Литмир - Электронная Библиотека
A
A

Нынче, коли царь допустил его к себе и всё чаще советуется с ним, басмановского себеумия стали уже и опасаться; некоторые до такой степени, что о всяком, порой самом пустячном разговоре с Басмановым с глазу на глаз старались непременно поведать царю — любыми путями и способами, оберегая себя таким образом от возможной западни.

Боялись басмановского ума, его холодности, странности... Вкупе с царским умом он составлял страшную силу, пренебрегать которой было так же опасно, как и соединяться с ней в союз. Такому союзу чужды святые заповеди, и сильный в нём всегда принесёт в жертву слабого, спасая или возвышая себя, поэтому даже льстецы и прихлебатели, набрасывающиеся на царских любимцев, как свора голодных собак, чая поживиться крохами с их стола, даже они, готовые на всё и прошедшие через всё, не проявляли своего обычного рвения и сторонились Басманова. У этой братии чутьё — будто собака вживлена в них, и раз уж они, всеядные, воротили от него носы, значит, чуяли в нём тот опасный, отталкивающий душок, от которого могло опростать и их чрева.

Так что басмановская благосклонность и участливость, ежели их вообще можно было добиться, были не в цене, и никто не позавидовал Чёботову, которому они достались как будто и вовсе задаром. Наоборот, если за что и пожалели боярина, если и посочувствовали, так только за то, что с утешителем ему не повезло так же, как и с обидчиком. У этого утешителя лекарства были приготовлены из тех же снадобий, что и яд обидчика.

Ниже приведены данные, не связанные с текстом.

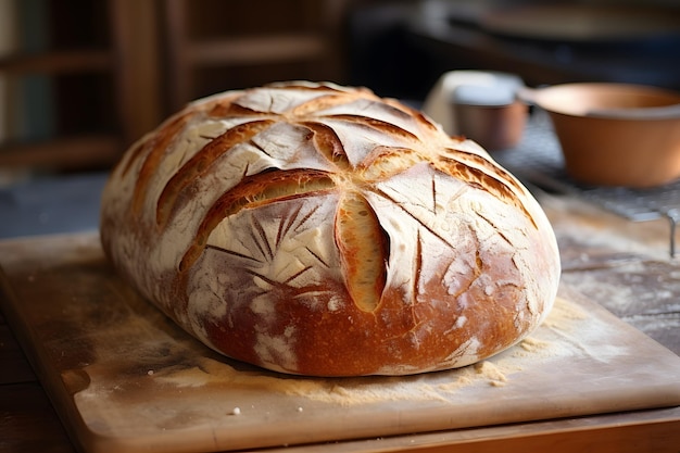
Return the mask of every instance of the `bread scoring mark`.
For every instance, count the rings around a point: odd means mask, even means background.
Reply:
[[[156,174],[160,166],[163,154],[167,152],[169,144],[177,139],[179,131],[187,125],[189,119],[194,115],[194,112],[186,112],[178,115],[173,121],[168,122],[161,127],[152,137],[147,140],[143,146],[143,152],[147,152],[144,162],[137,175],[137,181],[135,184],[135,192],[133,194],[133,212],[138,214],[147,196],[147,188],[151,178]],[[139,148],[139,155],[141,156],[142,148]],[[129,161],[131,165],[133,160]],[[127,172],[127,168],[125,169]]]
[[[374,312],[387,281],[389,240],[368,201],[357,191],[344,193],[335,221],[345,287],[354,304]]]
[[[470,156],[474,156],[474,154],[470,154]],[[482,161],[481,158],[479,158],[479,160],[480,160],[479,164],[486,167],[490,167],[494,173],[496,174],[500,173],[501,176],[504,176],[502,172],[498,172],[496,166],[491,166],[491,164],[487,163],[486,161]],[[513,191],[509,188],[508,184],[513,187],[517,187],[515,186],[514,180],[512,178],[505,178],[502,180],[502,179],[496,178],[495,176],[492,176],[486,173],[484,171],[480,168],[468,165],[456,159],[452,159],[452,158],[448,158],[443,155],[440,156],[436,161],[436,166],[438,167],[439,171],[444,172],[457,179],[461,179],[467,183],[470,187],[474,187],[476,189],[479,189],[486,192],[491,192],[499,200],[517,207],[529,219],[533,228],[538,229],[538,225],[536,224],[533,216],[529,213],[529,211],[527,211],[527,207],[521,202],[519,197],[515,193],[515,191]],[[506,181],[512,181],[512,183],[506,183]],[[516,190],[520,190],[520,189],[516,189]]]
[[[267,238],[267,232],[265,231],[262,223],[257,217],[252,217],[252,223],[254,230],[252,231],[253,242],[260,250],[263,256],[268,259],[268,261],[274,260],[274,250],[272,249],[272,244],[269,243],[269,239]],[[260,240],[257,240],[260,239]]]
[[[354,125],[362,126],[362,127],[368,127],[379,133],[390,135],[390,136],[399,136],[399,137],[402,137],[404,139],[407,139],[414,142],[418,141],[418,137],[415,134],[393,123],[388,123],[382,119],[372,118],[372,117],[362,116],[362,115],[350,115],[350,114],[324,115],[324,117],[329,118],[329,119],[344,121],[344,122],[352,123]]]
[[[217,246],[212,244],[212,243],[209,243],[207,246],[205,246],[205,250],[215,250],[217,252],[226,253],[228,255],[232,255],[232,256],[240,257],[240,259],[243,259],[243,260],[252,261],[254,263],[263,263],[262,260],[257,260],[254,256],[250,256],[250,255],[247,255],[247,254],[243,254],[243,253],[238,253],[238,252],[235,252],[234,250],[228,250],[228,249],[225,249],[223,247],[217,247]]]
[[[270,119],[242,123],[226,130],[221,136],[212,139],[189,159],[165,185],[156,203],[156,224],[165,226],[172,213],[176,210],[176,202],[184,190],[197,178],[210,171],[213,163],[236,144],[249,141],[253,136],[269,127]]]
[[[179,270],[185,272],[193,265],[205,249],[213,229],[226,217],[245,207],[256,207],[276,200],[314,194],[332,188],[335,183],[326,172],[305,168],[259,173],[244,177],[210,206],[193,241],[181,259]]]
[[[332,127],[311,121],[302,122],[301,124],[314,133],[314,144],[322,155],[341,169],[350,167],[342,142]]]

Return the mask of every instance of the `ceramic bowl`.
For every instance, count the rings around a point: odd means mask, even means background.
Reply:
[[[680,178],[680,92],[580,83],[519,96],[550,114],[575,180],[645,188]]]

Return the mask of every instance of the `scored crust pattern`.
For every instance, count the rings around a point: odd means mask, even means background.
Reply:
[[[117,165],[101,230],[189,332],[298,374],[481,360],[538,325],[558,276],[542,211],[483,150],[331,84],[188,105]]]

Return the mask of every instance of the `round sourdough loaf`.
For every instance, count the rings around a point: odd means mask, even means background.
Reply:
[[[471,364],[533,330],[559,279],[543,211],[484,150],[333,84],[189,104],[123,156],[100,228],[184,329],[290,374]]]

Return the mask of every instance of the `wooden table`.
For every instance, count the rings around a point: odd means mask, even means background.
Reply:
[[[558,236],[563,280],[680,354],[680,263],[668,256],[668,225],[630,223],[571,198],[542,193],[539,198]],[[670,407],[333,442],[323,450],[678,452],[679,445],[680,407]],[[281,450],[318,451],[319,445]],[[3,317],[0,451],[76,451]]]

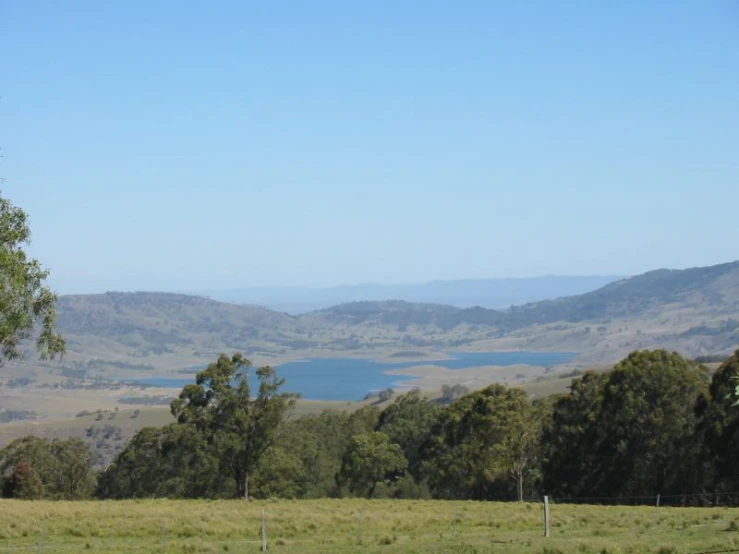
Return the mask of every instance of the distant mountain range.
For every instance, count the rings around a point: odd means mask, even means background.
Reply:
[[[460,308],[481,306],[505,309],[517,304],[583,294],[623,276],[545,276],[509,279],[462,279],[412,285],[342,285],[331,288],[253,287],[221,291],[195,291],[224,302],[256,304],[291,314],[357,301],[404,300],[449,304]]]
[[[300,315],[156,292],[63,296],[65,364],[102,373],[178,371],[239,350],[258,363],[301,356],[423,359],[440,352],[569,350],[613,362],[636,348],[685,355],[739,346],[739,262],[658,270],[564,298],[494,310],[350,302]]]

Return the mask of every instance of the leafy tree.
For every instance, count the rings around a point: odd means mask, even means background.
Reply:
[[[34,334],[42,359],[64,353],[56,295],[44,285],[49,272],[24,251],[30,240],[26,213],[0,197],[0,361],[18,358],[21,341]]]
[[[52,498],[87,498],[94,489],[93,453],[80,439],[27,436],[0,451],[0,473],[8,475],[19,464],[27,464],[39,476],[45,495]]]
[[[297,485],[295,496],[322,498],[338,495],[336,474],[341,469],[342,456],[349,447],[354,429],[371,430],[367,426],[369,424],[361,422],[362,416],[369,415],[370,422],[375,420],[375,410],[360,412],[350,415],[346,412],[324,411],[285,423],[274,448],[300,461],[299,471],[296,471],[296,465],[290,468]],[[258,479],[263,482],[266,479],[265,466],[269,466],[268,459],[259,465]],[[268,471],[268,474],[271,472]],[[260,494],[264,495],[261,491]]]
[[[539,418],[519,389],[491,385],[442,412],[424,446],[432,491],[444,498],[490,498],[524,478],[536,460]],[[512,478],[512,479],[511,479]]]
[[[469,389],[464,385],[442,385],[441,386],[441,401],[444,404],[454,402],[458,398],[462,398],[464,395],[469,394]]]
[[[144,427],[98,479],[103,498],[201,498],[230,492],[218,460],[190,425]]]
[[[272,446],[257,462],[254,471],[254,496],[259,498],[298,498],[305,467],[300,458],[279,446]]]
[[[380,414],[376,430],[387,434],[400,446],[416,481],[422,479],[421,446],[428,439],[439,412],[439,407],[421,396],[420,391],[411,391],[397,398]]]
[[[221,471],[233,478],[237,495],[245,499],[251,473],[295,402],[295,395],[279,392],[284,379],[268,366],[256,370],[259,387],[252,398],[250,366],[241,354],[221,355],[171,405],[178,423],[193,425],[207,438]]]
[[[89,498],[95,489],[94,455],[90,447],[83,440],[73,438],[54,440],[49,448],[57,461],[50,476],[53,490],[63,498]]]
[[[5,480],[2,495],[4,498],[36,500],[43,498],[44,485],[35,469],[26,462],[20,462]]]
[[[344,456],[338,480],[356,493],[372,495],[380,482],[400,477],[408,466],[400,446],[385,433],[373,431],[356,435]]]
[[[608,476],[598,494],[697,490],[700,444],[694,407],[706,369],[665,350],[633,352],[603,388],[598,456]]]
[[[702,484],[696,402],[706,369],[665,350],[587,373],[544,433],[544,484],[563,497],[680,494]]]
[[[544,490],[558,498],[592,494],[603,486],[595,446],[597,425],[608,374],[588,371],[570,385],[570,393],[555,401],[542,434]]]
[[[703,443],[706,484],[717,492],[735,490],[739,481],[739,410],[734,389],[739,378],[739,350],[716,370],[707,394],[696,405]]]
[[[393,389],[383,389],[380,391],[380,394],[378,394],[378,398],[380,399],[380,402],[387,402],[395,395],[395,391]]]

Боярин Семён Васильевич Яковлев, выходя из трапезной вместе со своим сродником Иваном Петровичем Яковлевым, сказал тому, не больно и таясь, а может, и намеренно не таясь:

— Пожалел волк кобылу...

Иван Петрович не стал поддакивать этой не то надменной сочувственности, не то ехидности своего родича, хотя у самого на пьяном языке тоже вертелась каверза — и похлеще ещё! С Чёботовым они приятельствовали, и досадно было за его малодушие, досадно и горько, что он так осрамил себя. С осрамлённым с ним как и дружбу-то теперь водить?! Но Иван Петрович знал Чёботова: тот мог снести любую опалу, мог пойти на плаху, не попросив милости, только бы при этом не трогали, не казнили его чести. Честь ему была дороже жизни. Да и ему ли единому?! Каждый берёг её и охранял как святыню, и не было ничего страшней на этом свете, чем ущемление, попрание чести. Понимал это Иван Петрович, ведь и сам был замешен на тех же дрожжах, и видел, что удар, нанесённый Чёботову царём, пришёлся в самое уязвимое место, — и вряд ли это было случайно. Царь знал, что делал, знал, куда бил, и бил, конечно, намеренно. В этом Иван Петрович нисколько не сомневался, догадываясь, что Чёботов стал жертвой царской мести, потому-то и сдержался, не поддакнув в сердцах и спьяну откровенному ехидству, пусть даже в чём-то и сочувственному. Давняя дружба с Чёботовым давала ему самое большое право и осудить его, и презреть, но эта же дружба помогала сейчас и понять боярина, зная, что сокрушило в нём его гордость и силу духа. Правда, это понимание не склоняло Яковлева к оправданию Чёботова, и в душе у него не уменьшилось ни негодования, ни злости на своего приятеля, но негодование и злость требовали иного выхода, а не зубоскальства или ехидства. Зубоскалили и ехидничали те, кто ни на минуту не поставил себя на место Чёботова и не задумался, не понял, не захотел понять, что царский местнический произвол уже перестал быть только средством возвышения его родни. Он превратился в особого рода оружие, от которого ни у кого не было защиты.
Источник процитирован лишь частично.